Reproduce Paper G: FFN Compression, HyperTensor Research

Scope

Reproduces the FFN down-projection SVD compression results: measuring PPL degradation when the FFN down matrix (W_down) is compressed via truncated SVD at ranks r=256, 512, 1024, 2048. Validates the finding that FFN down is the most compressible component of the transformer block (less than 2% PPL increase at r=d/4).

Hardware target

CPU-only run: ~60 seconds for a 7B model on any machine with 32GB RAM.
GPU validation: RTX 4070 Laptop 8GB or L40S.

Prerequisites

Python 3.10+, PyTorch 2.x, transformers, safetensors.
GGUF model file (Q4_K_M or fp16).
scripts/check_q4_layout.py for matrix extraction.

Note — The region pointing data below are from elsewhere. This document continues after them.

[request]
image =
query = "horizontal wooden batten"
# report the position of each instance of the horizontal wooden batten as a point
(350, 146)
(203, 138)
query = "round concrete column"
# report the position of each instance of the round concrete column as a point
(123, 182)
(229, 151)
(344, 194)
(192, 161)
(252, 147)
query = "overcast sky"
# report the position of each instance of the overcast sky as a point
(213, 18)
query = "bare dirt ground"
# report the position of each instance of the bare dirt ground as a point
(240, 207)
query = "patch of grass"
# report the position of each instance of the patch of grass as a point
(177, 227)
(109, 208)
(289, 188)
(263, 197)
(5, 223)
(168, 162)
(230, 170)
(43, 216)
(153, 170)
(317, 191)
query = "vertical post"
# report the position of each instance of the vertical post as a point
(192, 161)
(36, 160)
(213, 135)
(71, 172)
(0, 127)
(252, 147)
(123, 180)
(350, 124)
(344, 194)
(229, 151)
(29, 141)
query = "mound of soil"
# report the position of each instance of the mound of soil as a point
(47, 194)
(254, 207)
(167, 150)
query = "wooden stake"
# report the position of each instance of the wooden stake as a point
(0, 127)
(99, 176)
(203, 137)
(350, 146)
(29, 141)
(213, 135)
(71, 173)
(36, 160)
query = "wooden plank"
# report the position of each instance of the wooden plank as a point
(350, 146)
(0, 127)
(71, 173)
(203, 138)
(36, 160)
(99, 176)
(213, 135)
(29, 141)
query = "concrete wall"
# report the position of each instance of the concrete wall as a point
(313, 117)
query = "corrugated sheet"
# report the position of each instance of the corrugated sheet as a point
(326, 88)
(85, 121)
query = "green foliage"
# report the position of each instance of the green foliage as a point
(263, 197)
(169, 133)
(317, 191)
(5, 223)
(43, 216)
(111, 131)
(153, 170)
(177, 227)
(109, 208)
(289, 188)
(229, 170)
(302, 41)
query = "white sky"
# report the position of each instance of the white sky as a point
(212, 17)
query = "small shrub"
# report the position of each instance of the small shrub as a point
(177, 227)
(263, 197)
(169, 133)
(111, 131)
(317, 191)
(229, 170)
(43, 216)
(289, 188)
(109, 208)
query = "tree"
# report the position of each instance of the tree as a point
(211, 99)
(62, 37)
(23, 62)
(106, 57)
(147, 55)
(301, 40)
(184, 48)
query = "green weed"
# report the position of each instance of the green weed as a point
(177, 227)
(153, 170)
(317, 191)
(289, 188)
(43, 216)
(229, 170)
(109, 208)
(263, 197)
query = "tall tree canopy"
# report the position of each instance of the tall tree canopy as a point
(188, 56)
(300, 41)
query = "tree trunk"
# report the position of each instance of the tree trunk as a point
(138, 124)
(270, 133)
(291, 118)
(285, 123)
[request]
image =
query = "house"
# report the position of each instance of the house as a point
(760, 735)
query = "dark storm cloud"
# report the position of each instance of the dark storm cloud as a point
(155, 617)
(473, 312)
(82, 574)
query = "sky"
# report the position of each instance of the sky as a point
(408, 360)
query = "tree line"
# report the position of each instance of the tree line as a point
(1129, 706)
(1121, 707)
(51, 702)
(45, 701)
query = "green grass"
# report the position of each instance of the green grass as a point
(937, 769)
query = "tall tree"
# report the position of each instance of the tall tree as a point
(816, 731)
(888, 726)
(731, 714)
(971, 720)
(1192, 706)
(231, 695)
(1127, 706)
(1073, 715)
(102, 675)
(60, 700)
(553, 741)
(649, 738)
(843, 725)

Step 1: Extract and compress FFN down

python scripts/check_q4_layout.py --model ../models/qwen2.5-7b-q4_k_m.gguf \
    --extract-ffn-down --output ../benchmarks/ffn_down_svd.json

Step 2: Run the SVD compression sweep

python scripts/ffn_svd_sweep.py --input ../benchmarks/ffn_down_svd.json \
    --ranks 256,512,1024,2048 --output ../benchmarks/ffn_svd_results.csv

Step 3: Expected output

r=2048 (50%): PPL increase <2%.
r=1024 (25%): PPL increase ~5-8%.
r=512 (12.5%): PPL increase ~15-20%.
Singular value decay follows power law α≈0.7, confirming strong compressibility.

Validation

Compare singular value spectra against the paper's Figure 2. The SVD energy curve should show that 90% of energy is captured in the first 25% of singular values for all layers.